Wraz z zakupem Delty, CVC przejęło na siebie jej długi w wysokości 2,4 mld dolarów. Do tego dochodzi zadłużenie samej CVC, sięgające 2,6 mld USD.
- Wiele teamów jest niezadowolonych z obecnej sytuacji - powiedział dziennikowi „The Guardian” informator ze związku zespołów, FOTA. - Mamy swoich sponsorów - banki, koncerny petrochemiczne, instytucje finansowe, firmy farmaceutyczne. Zdobyliśmy te pieniądze. Dlaczego mamy ciągle wprowadzać oszczędności? Ten sport dużo zarabia, więc może raczej przyjrzyjmy się podziałowi zysków?

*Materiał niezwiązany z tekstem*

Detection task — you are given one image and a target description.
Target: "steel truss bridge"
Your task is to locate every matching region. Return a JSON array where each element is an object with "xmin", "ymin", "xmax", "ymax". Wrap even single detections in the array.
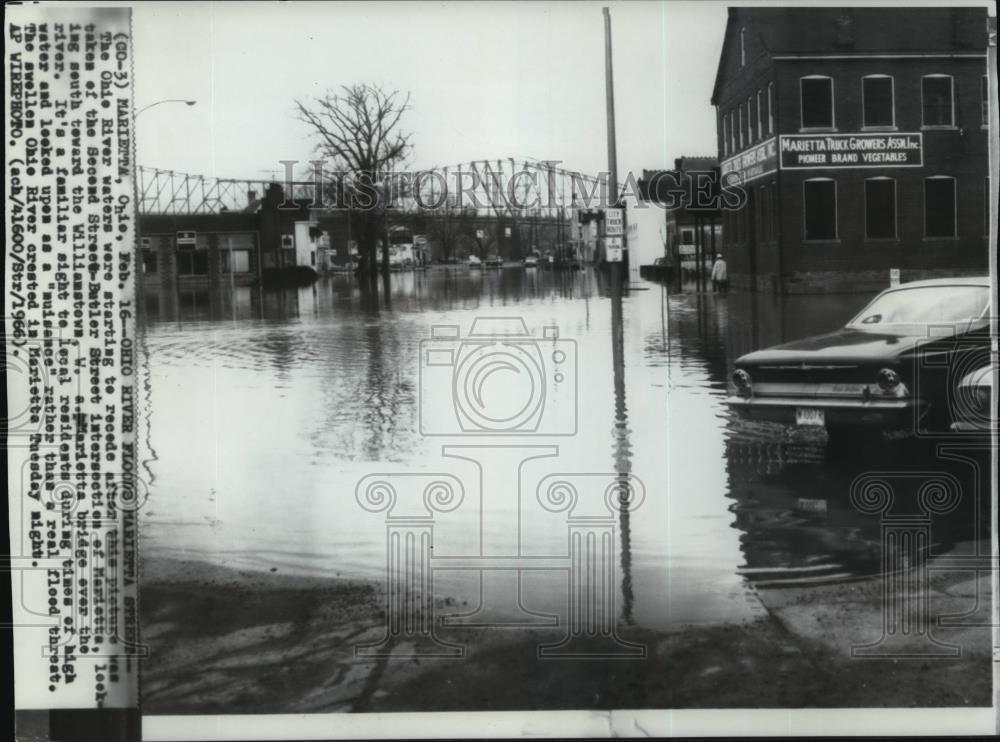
[{"xmin": 138, "ymin": 157, "xmax": 615, "ymax": 221}]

Zdaniem CVC, teamy i tak otrzymują obecnie więcej pieniędzy, niż kiedykolwiek wcześniej. W ciągu roku fundusz podwoił się z 250 mln dolarów. Znacznie obciążyło to konto Delta Topco, która w ciągu trzynastu miesięcy - do grudnia 2007, odnotowała straty w wysokości 458 mln USD. Dyrektor CVC, Nick Clarry uspokaja mówiąc, iż mimo kryzysu finansowego, zyski Formuły 1 wzrosły w tym roku o 40 procent, osiągając kwotę 1,3 mld USD. - Nasze dochody musiałyby spaść do 400 mln dolarów, żebyśmy zaczęli odczuwać jakąkolwiek presję ze strony banków - oświadczył Clarry.

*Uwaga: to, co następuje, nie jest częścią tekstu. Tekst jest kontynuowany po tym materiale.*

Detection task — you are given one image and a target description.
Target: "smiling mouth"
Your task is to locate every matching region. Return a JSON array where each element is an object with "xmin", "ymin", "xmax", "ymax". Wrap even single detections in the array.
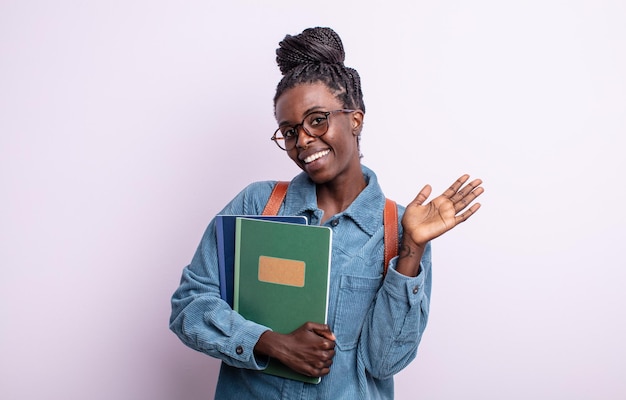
[{"xmin": 302, "ymin": 150, "xmax": 330, "ymax": 164}]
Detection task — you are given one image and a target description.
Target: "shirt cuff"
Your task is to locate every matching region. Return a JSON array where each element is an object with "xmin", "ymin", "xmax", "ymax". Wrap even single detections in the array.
[
  {"xmin": 224, "ymin": 321, "xmax": 271, "ymax": 370},
  {"xmin": 384, "ymin": 256, "xmax": 426, "ymax": 306}
]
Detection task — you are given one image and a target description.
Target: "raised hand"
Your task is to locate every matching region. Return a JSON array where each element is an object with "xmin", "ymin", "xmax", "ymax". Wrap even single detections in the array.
[
  {"xmin": 396, "ymin": 175, "xmax": 485, "ymax": 276},
  {"xmin": 255, "ymin": 322, "xmax": 335, "ymax": 377},
  {"xmin": 402, "ymin": 175, "xmax": 484, "ymax": 245}
]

CVC musi spłacić większość długów Delta Topco do 2014 roku. Na razie interes się kręci, ale teamy domagają się nowych negocjacji z Bernie Ecclestonem. - Sytuacja zmieniła się od 2006 roku - powiedział informator z FOTA. - Obecnie teamy wiedzą, jakie zadłużenie ciąży na tym sporcie. Początkowo sądziliśmy, że CVC jest zainteresowane F1, aby przejąć zyski z tego biznesu, ale nie do tego stopnia, że sport musi się kręcić na najwyższych obrotach przez 5-6 lat tylko po to, żeby spłacić długi. Dlatego jesteśmy zainteresowani nowymi negocjacjami.
Koszty logistyczne są dzisiaj niezmiernie wysokie. W mistrzostwach było kiedyś 12 wyścigów, potem ustalono limit na 17 Grand Prix. 80 procent imprez odbywało się w Europie, teraz większość trafi do Azji i koszty teamów stale rosną.
Bernie Ecclestone poszukuje egzotycznych lokalizacji wyścigów, bo w takich miejscach jak Bahrajn, Singapur czy Abu Zabi może negocjować wyższe opłaty od organizatorów. Właśnie dlatego zyski F1 idą w górę.